Die eigentliche Handlung zeichnet sich indes durch ein gehöriges Tempo aus. Harrys Werdegang vollzieht sich eigentlich sogar schon in wenigen Minuten, und erst später zeichnet sich die über allem schwebende Dramaturgie in ihrer vollständigen Form ab. Irgendwann steht Harry nämlich im Zwiespalt zwischen mütterlicher Überfürsorge, seiner eigenen Liebe, dem Kampf gegen seine multiple Persönlichkeit und den Anforderungen seines Klans. Im Grunde genommen kann der behütete Junge keinem davon mehr gerecht werden - wie auch, wenn er abgesehen vom Zusammenschlagen anderer Leute nie selbständig gehandelt hat?
Diese verzwickte Lage wurde von Regisseur Adam Bernstein sehr schön eingefangen und gleichzeitig in eine total verrückte Geschichte eingearbeitet, bei der am Ende nichts mehr normal erscheint. Harrys Karriere vom charmanten lieben Jungen zum Profikiller ist da nur der Anfang, der folgende Inzest hingegen schon das Endstadium einer von verschiedenen, seltsam anmutenden Nebensträngen zusammengehaltenen Rahmenhandlung, bei der das Wort Kult trotz allem seine Berechtigung hat.
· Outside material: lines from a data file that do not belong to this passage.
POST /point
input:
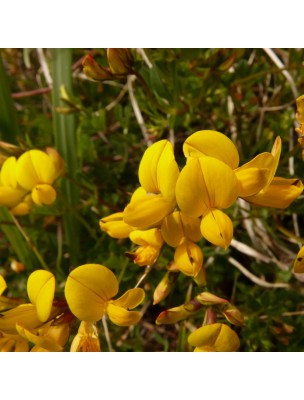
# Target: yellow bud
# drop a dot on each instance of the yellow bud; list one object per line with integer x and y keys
{"x": 120, "y": 61}
{"x": 164, "y": 287}
{"x": 95, "y": 71}
{"x": 43, "y": 194}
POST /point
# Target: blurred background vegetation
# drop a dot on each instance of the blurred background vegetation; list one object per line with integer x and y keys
{"x": 102, "y": 130}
Bernstein vereint in diesem Streifen Elemente von "Pulp Fiction" mit Facetten des schonungslosen britischen Thrillers und würzt das Ganze mit einer gehörigen Prise eigenwilligen Humors. Trotz aller Brutalität und der von Anfang an betriebenen Enttabuisierung bleibt die Geschichte somit irgendwie sympathisch und der Streifen im gleichen Maße sehr sehenswert.
In Sachen Bild und Ton wird der Film ebenfalls sämtlichen qualitativen Ansprüchen gerecht. Das Bild hat eine recht düstere Ausstrahlung, verliert deswegen aber nicht an Schärfe. Dazu glänzt es gerade in den Action-Szenen duch tolle Kontraste. Der Sound ist nicht minder überzeugend und begeistert mit einer prima Dynamik und einem feinen Raumklang. Keine Defizite also in diesem Bereich. Zu kritisieren ist lediglich der Mangel an Bonusmaterial. Bis auf den üblichen Original-Trailer verfügt die DVD von I-On New Media über keine Extras.
Fazit:
"Six Ways To Sunday" ist ganz bestimmt kein Film, den man sich mal eben zwischendurch ansehen kann, dafür sind Teile der Handlung einfach zu abgefahren. Außerdem steigt der Regisseur auch viel zu schnell ins Geschehen ein, als dass man sich mit diesem Film nur berieseln lassen könnte. Allerdings hat Bernstein hier eine echt geniale Geschichte inszeniert, die Kult-Streifen wie "Der blutige Pfad Gottes" und "Pulp Fiction" in nichts nachsteht. Verrückt, krank und genial! Wie gesagt, kein Film für ein paar nette Stunden, dafür aber bester Stoff für die Freaks da draußen.